It’s a good thing there are another six weekends worth of games before the NCAA men’s lacrosse committee has to sort out its field on many levels. But one that is particularly interesting right now is just what it would do with Ohio State.
The Buckeyes have won nine in a row, pummeling Virginia, slipping past Notre Dame, picking off Denver in the Mile High City and now winning their Big Ten opener at Penn State.
But because the RPI weighs every game in roughly equal fashion (an opponent that winds up playing 15 games will have a slightly larger impact than one that plays 13), some manageable early season games mean just as much as Ohio State’s brand-name triumphs to date. Hence, a middle-of-the-pack strength of schedule and an RPI just outside the top 10.
There’s also the matter of the season-opening loss to Utah, which turned out to be a bellwether for neither team. Ohio State hasn’t lost since that Feb. 1 game, while the Utes have dropped seven in a row.
(And in yet the latest illustration of the RPI’s limitations — especially this early in the season — Utah jumped eight spots from 56th a week ago to 48th, with a 14-9 loss at Virginia on Saturday its lone result in that span.)

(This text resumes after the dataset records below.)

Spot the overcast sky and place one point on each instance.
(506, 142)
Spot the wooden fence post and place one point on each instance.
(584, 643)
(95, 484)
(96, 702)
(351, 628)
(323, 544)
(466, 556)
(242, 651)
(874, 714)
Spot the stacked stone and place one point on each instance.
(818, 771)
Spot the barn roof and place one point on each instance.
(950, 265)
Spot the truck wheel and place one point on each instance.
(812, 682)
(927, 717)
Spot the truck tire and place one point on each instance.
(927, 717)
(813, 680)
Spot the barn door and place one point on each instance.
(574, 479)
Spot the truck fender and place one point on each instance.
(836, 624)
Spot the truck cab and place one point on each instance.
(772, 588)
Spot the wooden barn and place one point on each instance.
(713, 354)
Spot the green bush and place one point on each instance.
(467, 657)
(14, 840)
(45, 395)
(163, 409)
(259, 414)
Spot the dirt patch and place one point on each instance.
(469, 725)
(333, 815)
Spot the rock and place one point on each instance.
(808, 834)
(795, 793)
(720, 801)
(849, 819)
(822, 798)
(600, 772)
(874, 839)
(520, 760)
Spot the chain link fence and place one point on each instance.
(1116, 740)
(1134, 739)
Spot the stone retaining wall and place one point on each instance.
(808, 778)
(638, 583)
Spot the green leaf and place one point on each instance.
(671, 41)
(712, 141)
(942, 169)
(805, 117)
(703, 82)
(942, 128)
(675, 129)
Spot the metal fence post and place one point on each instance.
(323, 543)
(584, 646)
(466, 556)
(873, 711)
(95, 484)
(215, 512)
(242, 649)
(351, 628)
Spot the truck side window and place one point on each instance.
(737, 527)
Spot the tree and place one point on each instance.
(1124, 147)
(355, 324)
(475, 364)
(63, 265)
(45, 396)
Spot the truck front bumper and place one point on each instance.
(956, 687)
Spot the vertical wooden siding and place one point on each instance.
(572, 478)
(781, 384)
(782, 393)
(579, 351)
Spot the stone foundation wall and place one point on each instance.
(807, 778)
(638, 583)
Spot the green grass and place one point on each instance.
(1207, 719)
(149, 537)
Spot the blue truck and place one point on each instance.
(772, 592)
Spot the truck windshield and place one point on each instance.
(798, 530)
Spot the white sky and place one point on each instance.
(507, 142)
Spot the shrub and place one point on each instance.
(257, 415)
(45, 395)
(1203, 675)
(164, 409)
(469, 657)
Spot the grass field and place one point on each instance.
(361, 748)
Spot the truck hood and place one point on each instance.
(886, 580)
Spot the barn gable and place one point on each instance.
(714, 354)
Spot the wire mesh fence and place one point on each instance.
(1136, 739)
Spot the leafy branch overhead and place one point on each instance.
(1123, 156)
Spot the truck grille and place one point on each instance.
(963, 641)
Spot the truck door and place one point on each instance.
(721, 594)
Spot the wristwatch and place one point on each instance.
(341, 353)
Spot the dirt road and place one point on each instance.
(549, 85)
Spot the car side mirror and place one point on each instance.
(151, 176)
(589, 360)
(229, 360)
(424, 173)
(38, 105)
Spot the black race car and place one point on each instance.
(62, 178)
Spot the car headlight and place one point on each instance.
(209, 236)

Ohio State still has at least five more games (and as many as seven) remaining against teams currently in the top 22 of the RPI, so its profile should look a little less enigmatic by the first weekend in May. But for now, slotting the Buckeyes appropriately requires a bit more art and a little less reliance on studying how past committees would have treated them.
It’s what’s to be expected with both a half-completed picture and a limited metric.
The following is based on RPI data available on Monday, March 24.
AUTOMATIC QUALIFIERS (10)
Team | W-L | RPI | SOS | T5 | T10 | T20 | LOSSES 21+ |
---|
Cornell | 6-1 | 7 | 5 | 1-1 | 2-1 | 2-1 | --- |
Richmond | 6-3 | 10 | 19 | 0-2 | 0-3 | 0-3 | --- |
Ohio State | 9-1 | 11 | 38 | 1-0 | 2-0 | 2-0 | Utah (48) |
Army | 7-1 | 12 | 31 | 0-0 | 0-0 | 1-1 | --- |
Fairfield | 9-0 | 17 | 59 | 0-0 | 0-0 | 0-0 | --- |
Jacksonville | 5-3 | 31 | 41 | 0-2 | 0-3 | 0-3 | --- |
Georgetown | 5-3 | 32 | 22 | 0-0 | 0-2 | 0-3 | --- |
LIU | 7-1 | 36 | 70 | 0-0 | 0-0 | 0-0 | at Rutgers (22) |
UMBC | 4-2 | 38 | 45 | 0-0 | 0-1 | 0-1 | Towson (25) |
Manhattan | 4-4 | 57 | 57 | 0-0 | 0-1 | 0-2 | at Vermont (28), Stony Brook (45) |
Cornell is one of three teams (along with Maryland and Princeton) to own a top-five victory, a top-10 RPI and a top-10 strength of schedule. Hard to keep the Big Red out of the top three at this point. … Time for Richmond to root for Georgetown and Virginia to have excellent league results. The Spiders would typically expect to get more value out of victories over those two teams than they would be right now. …
Ohio State’s strength of schedule (a metric that is the average RPI of a team’s top 10 opponents) is about to start getting a lot better now that it can cycle teams out. This week, the Buckeyes will replace Detroit (No. 64) with Rutgers (No. 22) in the calculation. … Not sure Army can afford another regular-season loss and still be in play for an at-large berth. The Black Knights get the Patriot League nod in this exercise by virtue of a slightly better RPI than Boston U. …
Even as the last undefeated team in Division I, Fairfield isn’t close to consideration for a seeded slot. The Stags’ best victory to date is against the No. 26 team in the RPI (Sacred Heart). … It already feels safe to conclude the America East (UMBC), Atlantic Sun (Jacksonville), Metro Atlantic (Manhattan) and Northeast (Long Island) will all be one-bid leagues. …
The same might be true of the Big East, where Georgetown is the highest-ranked team in the RPI entering league play (with Denver and Marquette right behind). The RPI ceiling for those teams is much higher than 30s, but the league owns only one top-20 victory (Denver’s defeat of Duke on Saturday) entering the final weekend of March.